【5月31日 AFP】米プロバスケットボール協会(NBA)は30日、ロサンゼルス・クリッパーズ(Los Angeles Clippers)のオーナー、ドナルド・スターリング(Donald Sterling)氏から球団所有権をはく奪する動きを停止し、スティーブ・バルマー(Steve Ballmer)氏に20億ドル(約2035億4000万円)でチームを売却する準備を整えた。

 スターリング氏の妻であるシェリー・スターリング(Shelly Sterling)さんは29日、米マイクロソフト(Microsoft)の前最高経営責任者(CEO)であるバルマー氏と球団売却交渉を行い、現在は理事会の承認待ちとなっている。

 NBAは声明で、「NBAとシェリー・スターリング氏、そしてスターリング・ファミリー・トラスト(Sterling family trust)は本日、ロサンゼルス・クリッパーズの所有権について話し合っていた問題を解決した」と発表している。

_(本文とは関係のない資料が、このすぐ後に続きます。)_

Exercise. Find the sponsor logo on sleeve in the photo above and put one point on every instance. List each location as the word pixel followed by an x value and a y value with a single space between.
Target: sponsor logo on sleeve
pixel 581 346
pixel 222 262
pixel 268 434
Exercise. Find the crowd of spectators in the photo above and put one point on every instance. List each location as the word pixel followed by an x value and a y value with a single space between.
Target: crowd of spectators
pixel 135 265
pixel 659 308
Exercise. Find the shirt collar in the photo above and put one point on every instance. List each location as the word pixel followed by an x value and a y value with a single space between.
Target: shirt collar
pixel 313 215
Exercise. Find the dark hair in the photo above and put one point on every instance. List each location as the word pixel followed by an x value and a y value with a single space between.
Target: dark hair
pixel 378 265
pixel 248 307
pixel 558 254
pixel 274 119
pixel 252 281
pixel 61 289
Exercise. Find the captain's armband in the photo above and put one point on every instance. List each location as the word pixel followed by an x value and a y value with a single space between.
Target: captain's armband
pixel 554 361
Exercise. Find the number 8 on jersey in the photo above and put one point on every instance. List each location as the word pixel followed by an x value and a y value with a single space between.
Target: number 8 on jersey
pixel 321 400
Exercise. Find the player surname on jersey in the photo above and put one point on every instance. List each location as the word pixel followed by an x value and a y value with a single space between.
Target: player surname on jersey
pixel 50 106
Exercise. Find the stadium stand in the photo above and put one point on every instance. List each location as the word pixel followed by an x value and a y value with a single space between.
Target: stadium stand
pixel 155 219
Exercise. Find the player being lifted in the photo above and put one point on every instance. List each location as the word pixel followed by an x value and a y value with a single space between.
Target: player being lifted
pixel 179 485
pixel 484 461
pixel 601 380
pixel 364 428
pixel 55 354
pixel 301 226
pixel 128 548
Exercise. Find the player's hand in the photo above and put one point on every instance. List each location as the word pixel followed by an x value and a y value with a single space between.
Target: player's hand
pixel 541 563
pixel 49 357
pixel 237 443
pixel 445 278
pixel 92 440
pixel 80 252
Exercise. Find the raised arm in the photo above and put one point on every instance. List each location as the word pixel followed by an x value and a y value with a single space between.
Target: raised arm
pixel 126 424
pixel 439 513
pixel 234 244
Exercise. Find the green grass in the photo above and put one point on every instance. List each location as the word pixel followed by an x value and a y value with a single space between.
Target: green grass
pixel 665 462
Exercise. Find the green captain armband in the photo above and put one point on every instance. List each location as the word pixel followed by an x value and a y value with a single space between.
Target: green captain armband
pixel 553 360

「今回の合意により、NBAがスターリング氏に対して科していた球団所有権凍結処分を取り下げ、クリッパーズはNBA理事会の承認を経てスティーブ・バルマー氏に売却される」

 NBAによると、シェリーさんとスターリング・ファミリー・トラストは、NBAを提訴しないこと、スターリング氏を含めたいかなる人物から訴訟を起こされた場合の損害を補償することで合意したとしている。

 しかし、リーグ側の発表の直前に、スターリング氏はNBAに対し、契約不履行と独占禁止及び市民権侵害による10億ドル(約1017億8000万円)の損害賠償を請求するため、ロサンゼルス連邦裁判所に提訴した。

 今回の合意が提訴にどのような影響を与えるのか、スターリング氏の顧問弁護士であるマックスウェル・ブリーチャー(Maxwell Blecher)氏にEメールで質問したところ、簡潔に「良い質問だ」と返信があった。

 ブリーチャー弁護士によると、スターリング氏が制裁を受ける原因となった人種差別的発言は、本人の許可なく録音されたプライベートな会話であり、リーグに悪影響を与える人種差別的発言を行ったとしてNBAがスターリング氏に制裁を下す根拠にはならないとしている。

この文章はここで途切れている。